BookmarkSubscribeRSS Feed
🔒 This topic is solved and locked. Need further help from the community? Please sign in and ask a new question.
skallamp
Obsidian | Level 7


Hi,

Can you please help me to split the file in to quarters according to filldat (column F in the attached).

For instance if the date is 01/25/2011 it sould be treated as Q1_2011 and if the date is 12/25/2010 it should be Q4_2010.

I have attached similar code for split to months, but not sure on how to do for Quarters.

Thanks,

+Sathyan

1 ACCEPTED SOLUTION

Accepted Solutions
Ksharp
Super User

How about:

proc import datafile='d:\software\SampleFile.xls' out=have dbms=excel replace;
getnames=yes;run;
data have(drop=_f);
 set have(rename=(filldat=_f));
 filldat=input(_f,mmddyy10.);
 format filldat mmddyy10.;
run;
proc sort data=have;by filldat;run;
proc sql noprint;
 select quote(name) into : list separated by ','
  from dictionary.columns
   where libname='WORK' and memname='HAVE';
quit; 
data _null_;
declare hash ha(multidata:'Y');
 ha.definekey('filldat');
 ha.definedata(&list);
 ha.definedone();
 do until(last.filldat);
  set have;
  by filldat groupformat;
  format filldat yyq.;
  ha.add();
 end;
 ha.output(dataset: cats('Q',qtr(filldat),'_',year(filldat)));
run;



Ksharp

View solution in original post

15 REPLIES 15
manojinpec
Obsidian | Level 7

There is function tonget the quarter of year and then it can be concatenated with correspodning year.

shivas
Pyrite | Level 9

Hi,

Try this..

data want;
input date;
informat date mmddyy10.;
format date date9.;
year=year(date);
qtr=qtr(date);
DateValue=compress('Q'||qtr||'_'||year);
cards;
01/25/2011

12/25/2010

;
run;

Thanks,

Shiva

Ksharp
Super User

How about:

proc import datafile='d:\software\SampleFile.xls' out=have dbms=excel replace;
getnames=yes;run;
data have(drop=_f);
 set have(rename=(filldat=_f));
 filldat=input(_f,mmddyy10.);
 format filldat mmddyy10.;
run;
proc sort data=have;by filldat;run;
proc sql noprint;
 select quote(name) into : list separated by ','
  from dictionary.columns
   where libname='WORK' and memname='HAVE';
quit; 
data _null_;
declare hash ha(multidata:'Y');
 ha.definekey('filldat');
 ha.definedata(&list);
 ha.definedone();
 do until(last.filldat);
  set have;
  by filldat groupformat;
  format filldat yyq.;
  ha.add();
 end;
 ha.output(dataset: cats('Q',qtr(filldat),'_',year(filldat)));
run;



Ksharp

Patrick
Opal | Level 21

Or this way?


proc sql noprint;
  select distinct
    cats('want_',put(filldat,yyq6.)) ,
    cat(' ',"when('",put(filldat,yyq6.),"') output ",cats('want_',put(filldat,yyq6.),';'))
      into :Data_DsList separated by ' ' ,
           :Out_DsList separated by ' '
  from work.SampleFile
  ;
quit;


data &Data_DsList;
  set work.SampleFile;
  select(put(filldat,yyq6.));
    &Out_DsList
    otherwise;
  end;
run;

Ksharp
Super User

Patrick,

I want know, yours and mine ,which code is more efficient .

Smiley Happy

Ksharp

Patrick
Opal | Level 21

Mine of course!
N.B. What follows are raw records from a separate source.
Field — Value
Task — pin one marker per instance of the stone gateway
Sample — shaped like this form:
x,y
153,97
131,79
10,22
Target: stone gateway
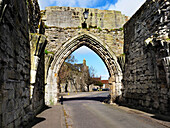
x,y
34,45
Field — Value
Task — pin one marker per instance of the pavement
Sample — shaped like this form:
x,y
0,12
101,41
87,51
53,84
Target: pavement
x,y
52,117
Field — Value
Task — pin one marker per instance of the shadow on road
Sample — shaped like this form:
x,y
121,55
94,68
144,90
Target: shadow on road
x,y
100,99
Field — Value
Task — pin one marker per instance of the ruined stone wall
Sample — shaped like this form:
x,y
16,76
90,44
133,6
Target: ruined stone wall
x,y
57,36
17,108
73,17
14,65
147,67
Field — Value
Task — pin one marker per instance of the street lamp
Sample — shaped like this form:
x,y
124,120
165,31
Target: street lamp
x,y
85,14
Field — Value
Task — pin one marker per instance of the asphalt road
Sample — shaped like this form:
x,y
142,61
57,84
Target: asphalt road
x,y
88,111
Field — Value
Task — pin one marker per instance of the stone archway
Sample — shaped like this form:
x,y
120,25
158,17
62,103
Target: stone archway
x,y
99,47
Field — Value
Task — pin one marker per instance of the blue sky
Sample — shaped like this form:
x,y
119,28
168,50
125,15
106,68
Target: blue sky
x,y
127,7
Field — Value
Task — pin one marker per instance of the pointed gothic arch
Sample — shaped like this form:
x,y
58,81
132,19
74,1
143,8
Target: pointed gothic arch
x,y
95,44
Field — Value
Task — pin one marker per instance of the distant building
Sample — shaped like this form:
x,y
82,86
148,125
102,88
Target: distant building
x,y
74,77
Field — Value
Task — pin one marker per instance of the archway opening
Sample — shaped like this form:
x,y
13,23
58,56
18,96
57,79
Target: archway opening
x,y
67,48
83,71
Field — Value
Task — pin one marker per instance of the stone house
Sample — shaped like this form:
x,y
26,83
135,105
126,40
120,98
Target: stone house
x,y
74,77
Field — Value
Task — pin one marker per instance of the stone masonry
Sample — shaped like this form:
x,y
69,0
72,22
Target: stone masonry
x,y
104,35
146,77
24,69
14,64
17,105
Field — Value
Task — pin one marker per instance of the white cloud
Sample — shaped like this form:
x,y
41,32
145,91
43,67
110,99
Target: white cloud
x,y
83,50
127,7
68,3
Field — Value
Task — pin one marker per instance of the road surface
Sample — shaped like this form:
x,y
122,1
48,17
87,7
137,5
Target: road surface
x,y
88,111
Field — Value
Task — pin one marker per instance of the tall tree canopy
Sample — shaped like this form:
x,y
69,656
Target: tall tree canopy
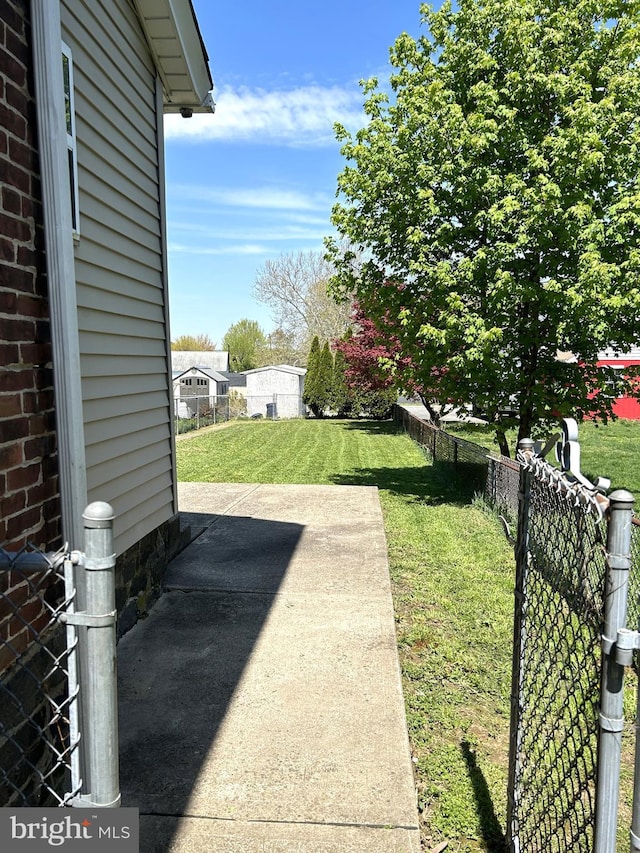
x,y
496,199
295,287
245,342
193,343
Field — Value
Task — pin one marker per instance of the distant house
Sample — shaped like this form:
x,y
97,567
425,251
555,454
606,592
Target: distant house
x,y
197,387
237,382
85,397
275,391
182,360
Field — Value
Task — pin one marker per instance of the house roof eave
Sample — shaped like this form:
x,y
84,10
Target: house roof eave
x,y
179,54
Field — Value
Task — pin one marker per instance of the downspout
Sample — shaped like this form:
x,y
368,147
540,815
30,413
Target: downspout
x,y
56,202
165,283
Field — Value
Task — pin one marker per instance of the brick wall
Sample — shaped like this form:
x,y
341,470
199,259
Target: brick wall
x,y
29,500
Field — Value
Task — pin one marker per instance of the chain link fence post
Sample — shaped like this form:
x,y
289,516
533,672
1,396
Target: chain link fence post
x,y
611,719
100,698
521,553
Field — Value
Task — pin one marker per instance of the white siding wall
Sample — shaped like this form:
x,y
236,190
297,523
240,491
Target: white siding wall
x,y
262,385
122,310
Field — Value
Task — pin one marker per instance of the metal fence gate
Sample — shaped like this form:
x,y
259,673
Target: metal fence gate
x,y
58,702
570,649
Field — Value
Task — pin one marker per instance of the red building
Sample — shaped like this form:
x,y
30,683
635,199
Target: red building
x,y
624,407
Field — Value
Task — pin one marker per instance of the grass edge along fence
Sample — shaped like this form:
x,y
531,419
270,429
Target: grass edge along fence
x,y
496,477
577,585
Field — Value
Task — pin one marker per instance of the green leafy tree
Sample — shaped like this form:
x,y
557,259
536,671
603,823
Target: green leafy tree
x,y
244,341
193,343
496,200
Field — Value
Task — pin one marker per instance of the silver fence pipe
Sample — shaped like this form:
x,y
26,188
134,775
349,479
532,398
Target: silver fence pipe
x,y
73,688
611,720
100,698
517,698
635,818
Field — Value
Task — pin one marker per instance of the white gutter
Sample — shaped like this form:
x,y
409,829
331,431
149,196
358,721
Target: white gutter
x,y
56,201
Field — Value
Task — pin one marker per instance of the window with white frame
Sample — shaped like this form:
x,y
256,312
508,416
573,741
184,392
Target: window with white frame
x,y
70,121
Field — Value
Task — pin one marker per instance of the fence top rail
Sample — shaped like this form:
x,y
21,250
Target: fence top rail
x,y
505,460
565,483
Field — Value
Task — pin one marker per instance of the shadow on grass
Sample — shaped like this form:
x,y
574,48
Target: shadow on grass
x,y
440,482
492,833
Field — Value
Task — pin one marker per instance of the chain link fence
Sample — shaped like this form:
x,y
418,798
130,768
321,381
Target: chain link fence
x,y
495,477
37,741
58,700
557,659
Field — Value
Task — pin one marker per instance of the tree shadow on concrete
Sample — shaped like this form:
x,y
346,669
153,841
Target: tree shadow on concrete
x,y
179,668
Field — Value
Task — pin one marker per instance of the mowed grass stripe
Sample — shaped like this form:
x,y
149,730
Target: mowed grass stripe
x,y
452,580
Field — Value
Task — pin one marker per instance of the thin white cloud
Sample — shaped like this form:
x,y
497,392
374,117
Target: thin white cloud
x,y
296,117
243,249
255,234
266,198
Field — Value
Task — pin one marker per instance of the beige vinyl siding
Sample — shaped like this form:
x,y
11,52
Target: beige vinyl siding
x,y
122,315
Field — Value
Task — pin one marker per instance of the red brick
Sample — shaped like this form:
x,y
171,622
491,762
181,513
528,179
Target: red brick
x,y
9,302
16,380
11,456
17,99
35,353
7,251
22,154
37,448
13,504
13,329
11,201
26,257
39,424
43,377
21,478
30,306
14,429
22,526
37,401
16,177
15,278
10,405
9,354
17,229
14,123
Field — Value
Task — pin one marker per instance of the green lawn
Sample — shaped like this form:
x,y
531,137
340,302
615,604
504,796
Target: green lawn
x,y
452,573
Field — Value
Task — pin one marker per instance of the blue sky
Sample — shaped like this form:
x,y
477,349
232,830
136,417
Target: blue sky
x,y
258,178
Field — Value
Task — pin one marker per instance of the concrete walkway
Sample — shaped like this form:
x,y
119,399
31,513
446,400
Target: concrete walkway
x,y
261,705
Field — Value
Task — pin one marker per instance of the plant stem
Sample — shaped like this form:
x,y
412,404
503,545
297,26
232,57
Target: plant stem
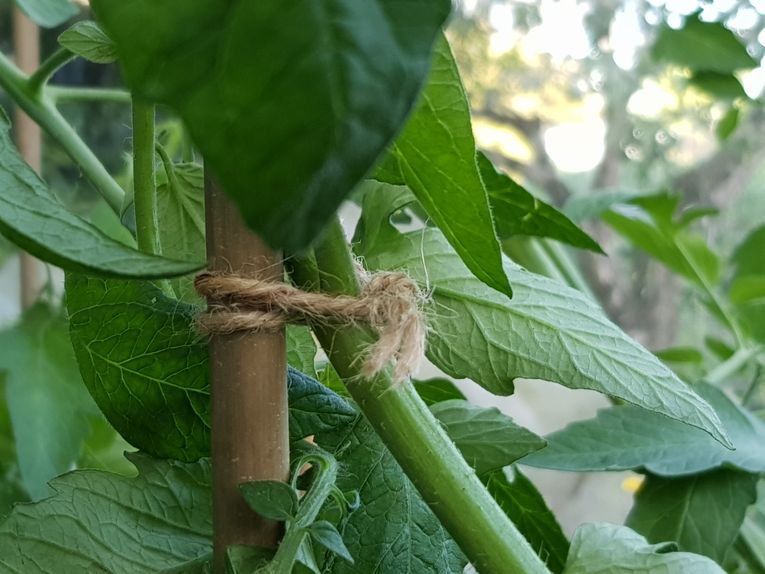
x,y
144,178
415,438
41,109
56,61
248,377
67,95
26,47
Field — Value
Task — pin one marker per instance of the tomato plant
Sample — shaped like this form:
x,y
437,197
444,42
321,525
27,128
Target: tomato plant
x,y
297,107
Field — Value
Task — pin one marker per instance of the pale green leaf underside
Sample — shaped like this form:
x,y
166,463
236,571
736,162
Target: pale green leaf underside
x,y
33,218
609,549
626,437
98,522
546,331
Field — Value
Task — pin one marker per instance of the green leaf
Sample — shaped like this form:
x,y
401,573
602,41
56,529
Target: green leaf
x,y
680,355
143,363
607,548
35,220
301,349
181,209
362,63
702,46
701,513
49,407
435,157
502,339
48,13
517,212
393,530
525,506
102,522
488,439
626,437
723,87
325,533
88,40
434,391
271,499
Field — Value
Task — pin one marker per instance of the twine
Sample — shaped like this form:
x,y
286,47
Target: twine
x,y
389,302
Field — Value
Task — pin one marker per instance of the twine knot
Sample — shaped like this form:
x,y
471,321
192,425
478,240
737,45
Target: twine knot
x,y
389,302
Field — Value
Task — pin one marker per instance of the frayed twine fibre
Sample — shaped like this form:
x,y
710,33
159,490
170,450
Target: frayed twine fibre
x,y
389,302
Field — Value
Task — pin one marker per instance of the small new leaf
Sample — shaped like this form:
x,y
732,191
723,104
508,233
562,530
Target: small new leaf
x,y
326,534
271,499
89,41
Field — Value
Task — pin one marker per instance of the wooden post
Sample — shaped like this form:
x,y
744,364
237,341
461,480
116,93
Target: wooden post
x,y
250,439
26,48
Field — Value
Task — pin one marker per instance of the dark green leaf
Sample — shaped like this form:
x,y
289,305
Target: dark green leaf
x,y
525,506
271,498
48,13
680,355
147,369
326,534
606,548
48,404
627,437
502,339
434,391
393,530
87,40
517,212
102,522
488,439
33,218
702,46
435,157
362,63
701,513
727,124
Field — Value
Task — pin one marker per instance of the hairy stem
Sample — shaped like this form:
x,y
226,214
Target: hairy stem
x,y
41,109
55,62
144,180
415,438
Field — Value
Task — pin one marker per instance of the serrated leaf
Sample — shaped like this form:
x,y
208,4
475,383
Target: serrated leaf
x,y
701,513
393,530
364,63
434,391
517,212
525,506
435,158
487,439
271,499
88,40
325,533
48,404
143,363
626,437
48,13
609,549
704,46
35,220
102,522
502,339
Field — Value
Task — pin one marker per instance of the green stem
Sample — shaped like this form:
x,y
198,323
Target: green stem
x,y
66,95
55,62
415,438
41,109
144,178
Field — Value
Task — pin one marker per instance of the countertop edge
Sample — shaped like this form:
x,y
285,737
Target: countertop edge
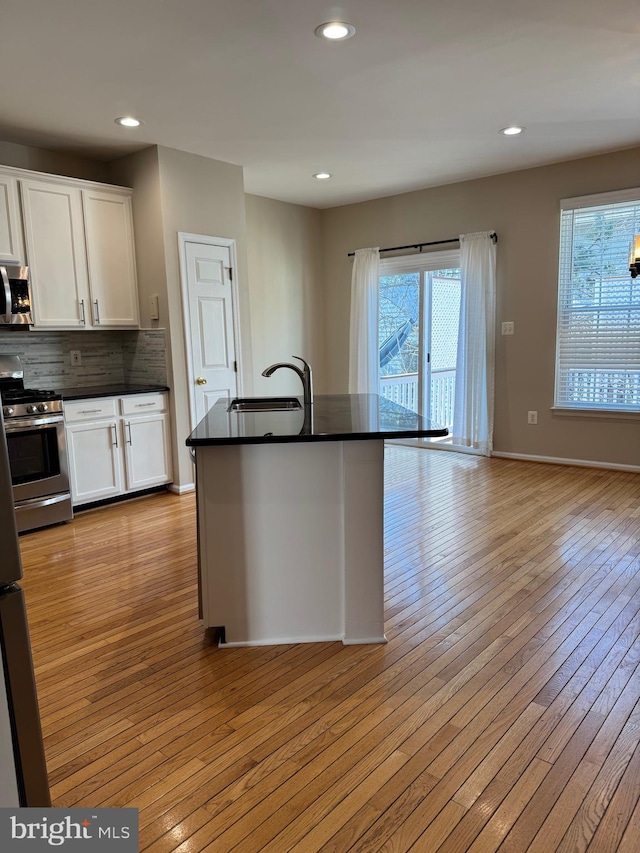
x,y
115,390
300,439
It uses less characters :smileylaugh:

...and more serious: I believe the Proc Sort to be quite costly.

Ksharp
Super User

No. I do not think so.

You used PUT() for every observations ,which is very low efficient.

I bet mine is faster than yours. Smiley Happy

Hope OP can give us some feedback.

Ksharp

Patrick
Opal | Level 21

You're writing the data 3 times to disk - even worse :smileyshocked:

Patrick
Opal | Level 21

O.K.... you win. Unless I feed less rows to the SQL with the put statements as done below.

But then: You could replace your Proc Sort with a SQL sort creating a view and I assume we would be more or less even.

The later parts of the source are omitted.